The irresponsible borrowing of Chinese loans by African leaders justifiably appears unforgivable. In particular, quieting fears of asset seizures by Chinese financial institutions is far from possible. Even though these allegations are not true. Uganda, Kenya, and Zambia have had to ward off the scare of asset seizure from the consciousness of the majority.
And this, as explained by the Africa Report, stems from the obscure nature of certain clauses in lending contracts hidden from the public – such as the “waiver of sovereign immunity”. This waiver entails that in the event of defaulting on payments, or loan disagreements, the borrower state will be “subjected to the Chinese legal regime”.

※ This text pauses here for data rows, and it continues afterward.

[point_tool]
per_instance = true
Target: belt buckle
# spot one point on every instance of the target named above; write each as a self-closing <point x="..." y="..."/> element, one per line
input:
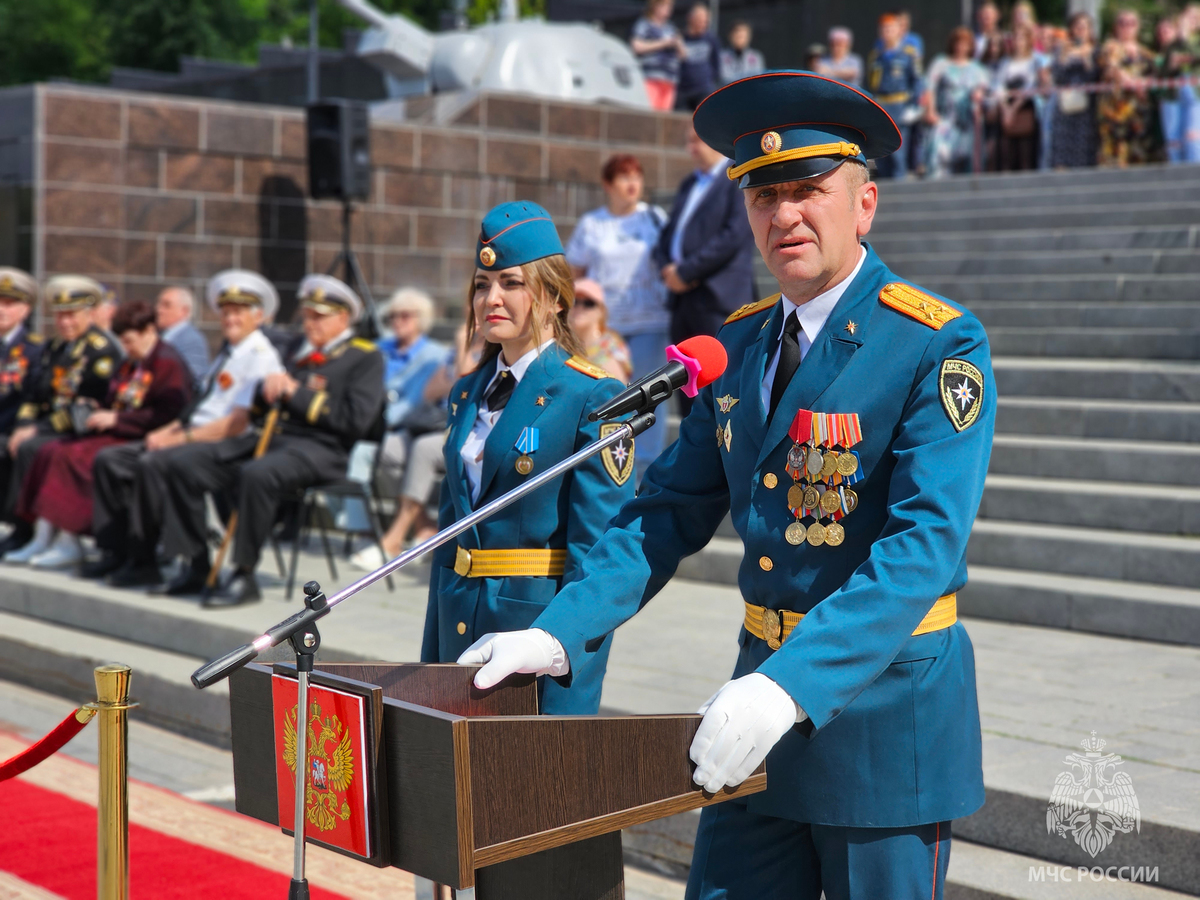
<point x="772" y="628"/>
<point x="462" y="563"/>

Domestic assets are difficult to seize as collateral for “defaulting on sovereign debt” – what follows in cases of foreign defaulting is that the “terms of the debt are renegotiated often leaving the lender in unfavourable conditions”. But beyond some concessions to keep finance ministries alive, most Chinese lenders are reluctant to formulate further cancellations.
Waiving sovereignty in lending contracts does not necessarily entail that domestic assets will be seized. But the fact that this is a conceivable possibility among the greater majority of people reveals that the uneasiness and angst over spiraling Chinese debt is real and not misplaced.
This genuine concern for sovereignty must be addressed with revolutionary urgency rooted in Frantz Fanon’s unadulterated sense of ‘decolonization’ – the whole social, financial and political structure should be overhauled; turned upside down, inside out. It is an ugly but inevitable process.
Chinese money lenders are intransigent when demanding payment – Kenya’s plan this year to extend the “debt service suspension” beyond June was declined by Chinese lenders. Certainly, beyond any reasonable doubt, African leaders should not relax and expect mercy from Chinese financial institutions.
The hegemony of lending regimes devours the self-determination of a people as leaders devote more of their time towards the servicing of such loans.
African leaders should not throw away the sovereignty of their nations and peoples to the highest bidders – hard-won sovereignty for that matter – in order to gain empty stamps of approval from external players that their economies are “progressing” in the right trajectory, the much-vaunted “economic growth”.
Africa is not a playing ground for neocolonial machinations. That China prides itself as a “better lender than the West” is shameful and views Africa as incapable of governing itself. Such a narrative should never be discarded with the contempt it deserves.
It is a narrative that perpetuates a perpetually “dependent Africa” – where the West and China fight over who makes the most out of it. Aptly, this is the new scramble for Africa rooted in vicious neocolonial domination – the global scales of capital are not balanced.
Covid-19 has brought these contradictions to the fore. And with Chinese debt killing African sovereignty, it is time to openly and fearlessly reject the notion of African economies as eternally dependent and distorted structures that serve the metropolitan centers of capitalism (China in this context) in a globalized world fraught with immoral inequalities and poverty.